The majority of hands shot up. Mel sighed, pinching the bridge of her nose. “Fine, what do I care if we all start cramping from a sugary diet? Here, have it.” She tossed her coin purse to Efae who immediately paid the baker and accepted a boxed pie.

The group left the baker’s view, so she blinked and reached for Mel’s sight. Although she led the group, her gaze never lingered on one place for long and Saiva knew how Mel worked; she would not last five seconds without making sure all of her sisters were within sight. Everyone else thought Mel was the calm, collected woman who assumed the role of elder sister out of a sense of duty, and in a way that was correct, but Saiva knew better. Mel was notoriously paranoid. The constant, baying anxiety had kept them alive for seventeen years and she was not soon to forget it. In a new, unfamiliar city, Saiva imagined Mel was having difficulty coping with every new worry.

She wanted to comfort her sister desperately, but all she could do was watch her. Watch through her.

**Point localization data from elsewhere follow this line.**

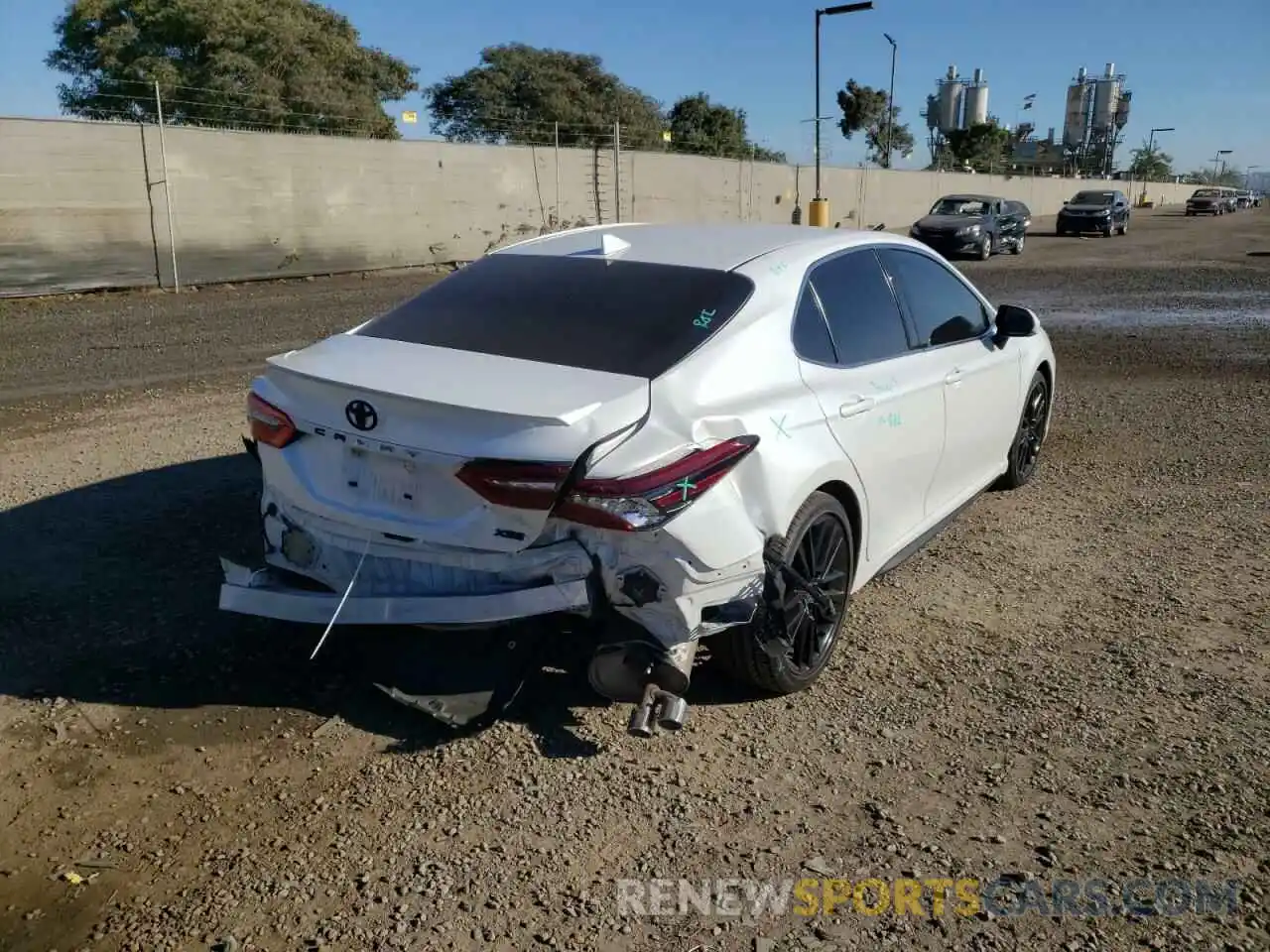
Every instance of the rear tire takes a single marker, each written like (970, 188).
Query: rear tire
(1024, 453)
(821, 521)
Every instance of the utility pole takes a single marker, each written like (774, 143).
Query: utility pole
(890, 96)
(818, 212)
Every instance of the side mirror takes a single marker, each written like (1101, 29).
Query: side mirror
(1014, 321)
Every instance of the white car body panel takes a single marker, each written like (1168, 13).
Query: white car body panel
(443, 408)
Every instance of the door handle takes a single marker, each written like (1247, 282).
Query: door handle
(856, 405)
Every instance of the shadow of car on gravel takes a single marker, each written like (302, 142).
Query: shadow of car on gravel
(108, 594)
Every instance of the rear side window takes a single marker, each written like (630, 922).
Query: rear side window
(864, 317)
(812, 340)
(944, 309)
(627, 317)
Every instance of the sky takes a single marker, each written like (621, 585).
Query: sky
(1203, 68)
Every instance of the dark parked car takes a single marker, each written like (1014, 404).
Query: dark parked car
(1103, 212)
(1206, 200)
(978, 225)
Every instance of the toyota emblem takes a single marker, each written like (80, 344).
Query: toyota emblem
(361, 416)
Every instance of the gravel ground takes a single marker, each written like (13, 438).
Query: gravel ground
(1070, 683)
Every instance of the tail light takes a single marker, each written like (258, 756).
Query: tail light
(626, 504)
(268, 424)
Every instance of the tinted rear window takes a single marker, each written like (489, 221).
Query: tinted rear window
(616, 316)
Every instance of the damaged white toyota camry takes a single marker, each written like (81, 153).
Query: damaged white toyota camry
(715, 430)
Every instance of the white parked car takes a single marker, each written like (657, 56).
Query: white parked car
(716, 430)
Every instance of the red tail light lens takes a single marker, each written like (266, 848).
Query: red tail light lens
(515, 484)
(268, 424)
(627, 504)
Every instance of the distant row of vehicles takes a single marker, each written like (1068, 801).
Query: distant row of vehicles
(1219, 199)
(987, 225)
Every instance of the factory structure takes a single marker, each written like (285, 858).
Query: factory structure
(1096, 111)
(957, 103)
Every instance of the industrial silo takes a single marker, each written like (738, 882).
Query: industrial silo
(976, 102)
(951, 102)
(1106, 98)
(1078, 112)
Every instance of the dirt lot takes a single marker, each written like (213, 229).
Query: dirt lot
(1071, 683)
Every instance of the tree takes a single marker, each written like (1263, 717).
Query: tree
(984, 146)
(864, 108)
(1151, 164)
(901, 140)
(518, 93)
(273, 63)
(710, 128)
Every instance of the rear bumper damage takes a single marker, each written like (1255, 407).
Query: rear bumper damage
(267, 594)
(584, 572)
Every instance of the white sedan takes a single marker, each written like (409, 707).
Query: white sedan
(716, 430)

Mel’s attention snapped on a produce stall.

“Oh, Bless the Mother,” Mel muttered to herself as she changed trajectory and made a beeline for the green-laden crates. She gave everything a cursory scan and then she was scheming aloud. “Heba, these would make an excellent salad to go with the lemon bread. Vessa, pick out some squash, enough for two nights. Tanith, do you see any rhubarb?”

Saiva could not smile, not while locked into Mel’s sight, but she felt the smile in her, warm and blooming. Fish were awful, voles were boring, squirrels passably less-so, and birds were her favorite, but her sisters’ were the gazes that she owed her heart to. Hopping between Mel, Tanith, and Palla, it didn’t matter that she wasn’t there in the warming afternoon sun with them, it was enough to feel their love and listen to their bickering and know that she was home. Thousands and thousands of leagues from Rask, and she was home. They were all home.

Notes:

holy shit you guys. so i bought a Scrivener license (thank fucking god i got this thing, it's a wonder, i've never felt so organized and in control of a manuscript before) and i've been on a roll writing ahead for EoS BUT I didn't actually have the published chapters in my Scrivener file. So I put them in. And. Uh. I've got a little over 100k written for this story and it is not even close to being finished.

So, the current chapter estimate reflects the 27 consecutive chapters i have planned and a buffer of twenty for the second half of EoS. Bonus chapters and tangents not included.